Parallelized Chunk Loops - Improvement Ideas

Hi,

a common use case is to run a model on chunks of data (e.g. one model by country / product group), and we often have a large number of such a chunks to handle.  The easy implementation is with the Group Loops - wich splits the chunks and sequentially runs the model on each.
We have now tried using Parallel Chunk Loop to parallelize the execution.

That seems to work - but here are a few observations:

- RowIDs are not made unique in the Parallel Chunk Loop End:
I have branches where I add new rows to my dataset, and this results in rowIDs being used multiple times - making the Parallel Chunk Loop End node fail when combining the data.  This can be fixed by using the RowID node and appending the chunk_index to the RowID.  However - it would be nice if the Chunk Loop End node would be smart enough to do that by default...

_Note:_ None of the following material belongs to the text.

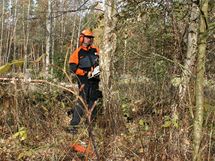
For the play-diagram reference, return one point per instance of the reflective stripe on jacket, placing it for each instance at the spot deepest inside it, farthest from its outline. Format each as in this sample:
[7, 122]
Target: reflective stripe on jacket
[83, 59]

- Parallelization of R executions:  Is that working?
We often run models in R Snippets - and these can be quite time-consuming.
Using the Parallel Chunk Loop  - I however do not get the expected benefits in this case.  I would have expected that when running RSnippet nodes in the branches - I would see multiple RTerm / R processes getting launched. But I can only see one (on Windows) running on one core.  Hence it feels as if parallelization is not working with the R integration.  Is there a way to improve that?

Thanks,
Lorenz

As an option in the loop-end it would be indeed an interesting addition to concatenate the chunk_index. To do that by default would less then helpfull however.

In addition to Lorenz's excellent suggestions, I'd like to suggest another improvement:

A major drawback of the current implementation of parallel chunks is that the number of chunks is determined at the loop start. This is problematic if the input table contains a few rows that take significantly longer to process than other rows: in this case, you often end up in a situation where most chunks are finished and the loop end is only waiting for the last chunk to be finished. So once the number of still running chunks is lower than the number of available cores, the CPU usage is suboptimal.

A solution to this could be to create many more chunks than there are processors, and to always run only n of those at a time. Whenever one chunk is finished processing, a new one can be started.

There can still be cases where a single chunk can be left over processing, but I think a higher chunk number together with some thread management could improve the situation.

Please let me know what you think about that.